The map shows the decline in Medicaid enrollment by state if current Medicaid matching programs are dropped, if current budget plans in Congress lead to Medicaid cuts. Darker colors mean bigger percentages of people losing coverage. Nevada would be among the top three states for the percentage of Medicaid recipients to lose coverage if federal matching programs end. KFF
The map shows the decline in Medicaid enrollment by state if current Medicaid matching programs are dropped, if current budget plans in Congress lead to Medicaid cuts. Darker colors mean bigger percentages of people losing coverage. Nevada would be among the top three states for the percentage of Medicaid recipients to lose coverage if federal matching programs end. KFF

A U.S. House budget plan puts Medicaid in the crosshairs for cuts to pay for President Donald Trump’s agenda.


If that happens, Nevada would have to come up with $6.7 billion or else throw hundreds of thousands of Silver State residents off their health insurance, according to an analysis by KFF, a nonpartisan health policy organization.


More than 700,000 Nevadans are enrolled in Medicaid, a health insurance program aimed at people who are poor or disabled. It’s a partnership between states and the federal government.

In Nevada, Medicaid covers 42% of births and 60% of nursing home residents.


In other words, cuts to Medicaid would create big changes to health coverage for many in Nevada — and those changes would largely become the state’s responsibility.


How likely are Medicaid cuts?

In an interview this week on Fox News, President Trump said of budget plans, “Medicare, Medicaid — none of that stuff is going to be touched.”


That would seem to end the discussion.


But according to Republicans themselves, the U.S. House budget plan makes Medicaid cuts almost a necessity in order to achieve Trump’s overall fiscal goals.


The House — which oversees federal spending — put forward a budget blueprint that calls for $2 trillion in spending cuts. It directs the Energy and Commerce Committee to come up with $880 billion of those cuts.


The main program this committee oversees that has a budget large enough to accomplish nearly a trillion dollars in cuts is Medicaid.


Some Republican House members acknowledge this reality. Eight sent a letter last week to House Speaker Mike Johnson noting that “Medicaid is expected to bear the brunt of these reductions.”


Senate Republicans pushed through their own budget blueprint on party lines in the wee hours Friday.


It prompted Nevada Sen. Jacky Rosen, a Democrat, to say in a statement, “Senate Republicans just pushed through a budget resolution in the dead of night that will cut critical programs like Medicaid and SNAP to pay for more tax giveaways for the ultra-wealthy and big corporations.”

The Senate plan does not actually explain how its tax cuts and spending programs will be paid for.

“I’ll oppose any attempt to target programs that families rely on,” Rosen said. “That is why I voted against this partisan resolution.”


How Nevada would be affected by Medicaid cuts

State Medicaid programs rely on federal matches to supplement the money they allocate for their Medicaid recipients.
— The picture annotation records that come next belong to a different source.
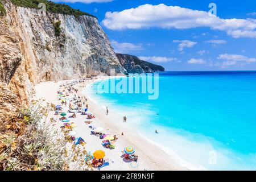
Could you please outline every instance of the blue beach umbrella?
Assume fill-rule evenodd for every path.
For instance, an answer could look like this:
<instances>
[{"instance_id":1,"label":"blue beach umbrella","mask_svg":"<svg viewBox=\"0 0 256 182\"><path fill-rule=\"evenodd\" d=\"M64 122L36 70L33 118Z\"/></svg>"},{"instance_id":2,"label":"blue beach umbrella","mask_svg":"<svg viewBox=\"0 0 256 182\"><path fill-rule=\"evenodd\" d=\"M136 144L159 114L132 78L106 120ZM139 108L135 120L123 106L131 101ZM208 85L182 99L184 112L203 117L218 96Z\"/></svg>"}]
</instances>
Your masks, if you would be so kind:
<instances>
[{"instance_id":1,"label":"blue beach umbrella","mask_svg":"<svg viewBox=\"0 0 256 182\"><path fill-rule=\"evenodd\" d=\"M135 152L135 148L131 147L125 147L125 152L127 154L133 154Z\"/></svg>"}]
</instances>

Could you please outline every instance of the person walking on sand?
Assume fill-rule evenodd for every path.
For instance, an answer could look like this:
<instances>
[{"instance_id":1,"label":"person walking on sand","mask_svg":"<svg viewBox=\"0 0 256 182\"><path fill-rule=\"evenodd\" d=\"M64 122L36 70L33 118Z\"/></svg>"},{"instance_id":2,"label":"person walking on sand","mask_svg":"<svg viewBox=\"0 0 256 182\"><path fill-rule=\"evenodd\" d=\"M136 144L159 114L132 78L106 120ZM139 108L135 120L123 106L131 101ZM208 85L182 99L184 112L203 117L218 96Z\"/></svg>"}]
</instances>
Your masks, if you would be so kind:
<instances>
[{"instance_id":1,"label":"person walking on sand","mask_svg":"<svg viewBox=\"0 0 256 182\"><path fill-rule=\"evenodd\" d=\"M108 106L106 107L106 115L108 115L109 114L109 110L108 109Z\"/></svg>"}]
</instances>

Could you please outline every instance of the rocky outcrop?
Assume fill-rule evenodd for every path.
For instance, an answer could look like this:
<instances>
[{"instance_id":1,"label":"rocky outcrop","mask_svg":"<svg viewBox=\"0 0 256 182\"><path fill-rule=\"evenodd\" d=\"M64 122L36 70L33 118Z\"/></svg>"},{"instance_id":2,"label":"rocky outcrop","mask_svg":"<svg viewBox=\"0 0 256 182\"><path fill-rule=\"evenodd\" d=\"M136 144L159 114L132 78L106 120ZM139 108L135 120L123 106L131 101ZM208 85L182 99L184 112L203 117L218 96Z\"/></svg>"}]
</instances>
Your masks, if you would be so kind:
<instances>
[{"instance_id":1,"label":"rocky outcrop","mask_svg":"<svg viewBox=\"0 0 256 182\"><path fill-rule=\"evenodd\" d=\"M96 18L42 14L9 0L3 3L1 79L23 102L41 81L110 75L111 69L126 73Z\"/></svg>"},{"instance_id":2,"label":"rocky outcrop","mask_svg":"<svg viewBox=\"0 0 256 182\"><path fill-rule=\"evenodd\" d=\"M0 82L0 123L16 117L20 106L18 97L7 89L6 84Z\"/></svg>"},{"instance_id":3,"label":"rocky outcrop","mask_svg":"<svg viewBox=\"0 0 256 182\"><path fill-rule=\"evenodd\" d=\"M152 73L164 71L164 68L163 67L142 60L135 56L117 53L117 56L121 65L129 73Z\"/></svg>"}]
</instances>

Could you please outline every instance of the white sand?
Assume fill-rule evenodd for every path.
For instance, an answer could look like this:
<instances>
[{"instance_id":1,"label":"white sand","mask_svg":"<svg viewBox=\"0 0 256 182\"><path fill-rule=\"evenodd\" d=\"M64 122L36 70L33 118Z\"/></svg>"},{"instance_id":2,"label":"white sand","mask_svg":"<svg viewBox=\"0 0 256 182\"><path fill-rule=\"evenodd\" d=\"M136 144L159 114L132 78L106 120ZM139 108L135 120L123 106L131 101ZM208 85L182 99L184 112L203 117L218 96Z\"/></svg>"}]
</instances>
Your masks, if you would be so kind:
<instances>
[{"instance_id":1,"label":"white sand","mask_svg":"<svg viewBox=\"0 0 256 182\"><path fill-rule=\"evenodd\" d=\"M102 79L108 78L108 77L98 77L97 79L90 81L94 81ZM54 104L60 104L60 101L57 99L57 91L59 85L66 81L61 81L58 82L42 82L35 86L36 94L35 99L43 98L46 102ZM84 96L81 91L84 88L80 88L80 85L86 86L90 82L85 82L77 84L75 88L79 89L77 95ZM110 166L104 167L101 170L187 170L187 168L178 164L176 160L166 154L156 146L148 142L146 139L142 137L139 133L133 130L127 123L123 122L123 118L116 113L113 113L109 108L109 115L106 115L106 109L103 106L99 105L93 101L90 100L87 96L85 96L88 101L86 104L89 105L89 112L96 115L96 118L91 119L93 123L90 125L94 127L101 127L104 128L105 133L113 135L116 134L118 139L115 143L115 148L110 150L104 148L101 145L102 140L98 136L90 135L92 130L88 127L90 125L86 125L84 121L88 121L85 115L80 114L76 114L76 118L71 118L71 122L75 122L77 126L73 129L77 132L76 137L82 137L86 142L86 149L92 154L96 150L101 150L106 154L105 159L108 159ZM67 111L68 107L64 107L64 111ZM85 107L84 106L83 106ZM53 112L49 113L53 116ZM70 114L68 114L69 116ZM56 117L56 116L54 116ZM59 127L63 125L61 122L56 127ZM123 132L124 135L122 136ZM121 151L125 147L133 146L135 148L136 154L139 155L138 167L133 167L134 163L127 162L123 160L121 157Z\"/></svg>"}]
</instances>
It's known as Medicaid expansion, and it's part of the Affordable Care Act, also called Obamacare. States receive large matching funds — 90% — to cover their residents who struggle to afford health care coverage. 
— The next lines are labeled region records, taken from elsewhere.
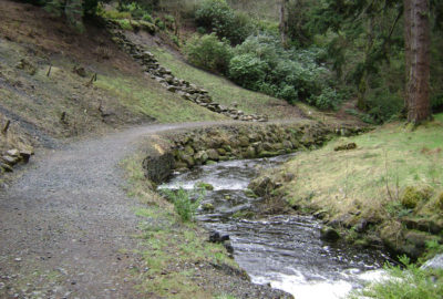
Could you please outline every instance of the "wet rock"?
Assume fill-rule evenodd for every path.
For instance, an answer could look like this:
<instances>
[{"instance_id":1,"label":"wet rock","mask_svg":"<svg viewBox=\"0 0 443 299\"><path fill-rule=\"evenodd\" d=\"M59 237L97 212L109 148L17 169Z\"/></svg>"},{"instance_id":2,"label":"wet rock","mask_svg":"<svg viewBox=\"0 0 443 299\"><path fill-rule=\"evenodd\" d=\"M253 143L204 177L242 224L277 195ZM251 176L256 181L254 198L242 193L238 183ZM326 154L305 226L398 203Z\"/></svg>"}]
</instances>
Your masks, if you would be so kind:
<instances>
[{"instance_id":1,"label":"wet rock","mask_svg":"<svg viewBox=\"0 0 443 299\"><path fill-rule=\"evenodd\" d=\"M86 70L83 66L74 66L74 69L72 70L75 74L85 78L86 74Z\"/></svg>"},{"instance_id":2,"label":"wet rock","mask_svg":"<svg viewBox=\"0 0 443 299\"><path fill-rule=\"evenodd\" d=\"M16 165L17 163L20 162L20 157L12 157L12 156L10 156L10 155L3 155L3 156L1 156L1 159L2 159L6 164L8 164L8 165L10 165L10 166L13 166L13 165Z\"/></svg>"},{"instance_id":3,"label":"wet rock","mask_svg":"<svg viewBox=\"0 0 443 299\"><path fill-rule=\"evenodd\" d=\"M6 173L12 173L13 169L10 165L0 162L0 168Z\"/></svg>"},{"instance_id":4,"label":"wet rock","mask_svg":"<svg viewBox=\"0 0 443 299\"><path fill-rule=\"evenodd\" d=\"M164 182L175 168L175 159L172 153L165 153L163 155L147 156L143 161L143 168L145 169L145 176L154 182Z\"/></svg>"},{"instance_id":5,"label":"wet rock","mask_svg":"<svg viewBox=\"0 0 443 299\"><path fill-rule=\"evenodd\" d=\"M20 151L17 148L13 148L13 150L7 151L7 154L10 155L11 157L18 157L18 156L20 156Z\"/></svg>"},{"instance_id":6,"label":"wet rock","mask_svg":"<svg viewBox=\"0 0 443 299\"><path fill-rule=\"evenodd\" d=\"M270 179L269 176L264 176L250 182L248 188L258 196L265 196L270 194L270 192L276 188L276 184Z\"/></svg>"},{"instance_id":7,"label":"wet rock","mask_svg":"<svg viewBox=\"0 0 443 299\"><path fill-rule=\"evenodd\" d=\"M198 182L197 184L195 184L195 186L197 188L200 189L205 189L205 190L214 190L214 186L208 184L208 183L204 183L204 182Z\"/></svg>"},{"instance_id":8,"label":"wet rock","mask_svg":"<svg viewBox=\"0 0 443 299\"><path fill-rule=\"evenodd\" d=\"M209 241L210 243L224 243L229 240L229 235L224 234L217 230L213 230L209 233Z\"/></svg>"},{"instance_id":9,"label":"wet rock","mask_svg":"<svg viewBox=\"0 0 443 299\"><path fill-rule=\"evenodd\" d=\"M226 248L226 251L228 251L228 254L234 254L234 247L230 240L225 240L223 243L223 246Z\"/></svg>"},{"instance_id":10,"label":"wet rock","mask_svg":"<svg viewBox=\"0 0 443 299\"><path fill-rule=\"evenodd\" d=\"M213 159L213 161L218 161L220 155L218 154L218 152L214 148L209 148L207 152L208 158Z\"/></svg>"},{"instance_id":11,"label":"wet rock","mask_svg":"<svg viewBox=\"0 0 443 299\"><path fill-rule=\"evenodd\" d=\"M443 255L437 255L434 258L424 262L422 269L443 269Z\"/></svg>"},{"instance_id":12,"label":"wet rock","mask_svg":"<svg viewBox=\"0 0 443 299\"><path fill-rule=\"evenodd\" d=\"M21 59L16 68L23 70L30 75L34 75L37 73L37 66L25 58Z\"/></svg>"},{"instance_id":13,"label":"wet rock","mask_svg":"<svg viewBox=\"0 0 443 299\"><path fill-rule=\"evenodd\" d=\"M208 159L208 155L205 151L199 151L194 155L195 163L204 164Z\"/></svg>"},{"instance_id":14,"label":"wet rock","mask_svg":"<svg viewBox=\"0 0 443 299\"><path fill-rule=\"evenodd\" d=\"M406 208L415 208L421 202L426 202L432 195L432 189L427 187L413 187L408 186L404 188L400 198L402 205Z\"/></svg>"},{"instance_id":15,"label":"wet rock","mask_svg":"<svg viewBox=\"0 0 443 299\"><path fill-rule=\"evenodd\" d=\"M324 241L334 243L340 239L340 234L332 227L324 226L320 230L320 238Z\"/></svg>"},{"instance_id":16,"label":"wet rock","mask_svg":"<svg viewBox=\"0 0 443 299\"><path fill-rule=\"evenodd\" d=\"M203 204L202 208L206 212L214 210L214 205L210 203Z\"/></svg>"},{"instance_id":17,"label":"wet rock","mask_svg":"<svg viewBox=\"0 0 443 299\"><path fill-rule=\"evenodd\" d=\"M279 153L278 152L269 152L269 151L261 151L258 154L258 157L264 158L264 157L275 157L277 156Z\"/></svg>"},{"instance_id":18,"label":"wet rock","mask_svg":"<svg viewBox=\"0 0 443 299\"><path fill-rule=\"evenodd\" d=\"M357 148L357 144L351 142L348 144L342 144L342 145L336 146L333 148L333 151L339 152L339 151L349 151L349 150L356 150L356 148Z\"/></svg>"}]
</instances>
Not all states joined the Medicaid expansion program, but Nevada did. In fact, it was the first state with a Republican governor, Brian Sandoval, to sign on.


If federal dollars for matching funds went away and Nevada picked up the cost for covering its residents on Medicaid, it would cost the state $6.7 billion, the KFF analysis estimates. That’s about a half-billion dollars more than Nevada’s entire budget.


If the federal money went away and Nevada decided not to cover the cost, KFF estimates that about 312,000 people in the state would lose their Medicaid health coverage.


That would be a 42% drop in enrollment — the third highest amount in the nation, according to the KFF analysis. Only Virginia with a 45% drop and Oregon with a 49% drop would be higher.

Whether Medicaid cuts will actually fund President Trump's agenda is still up in the air.


What is certain, though, is that Nevada's governor and the Legislature are keeping a close eye on what will happen, waiting to see if the state's budget gets blown up.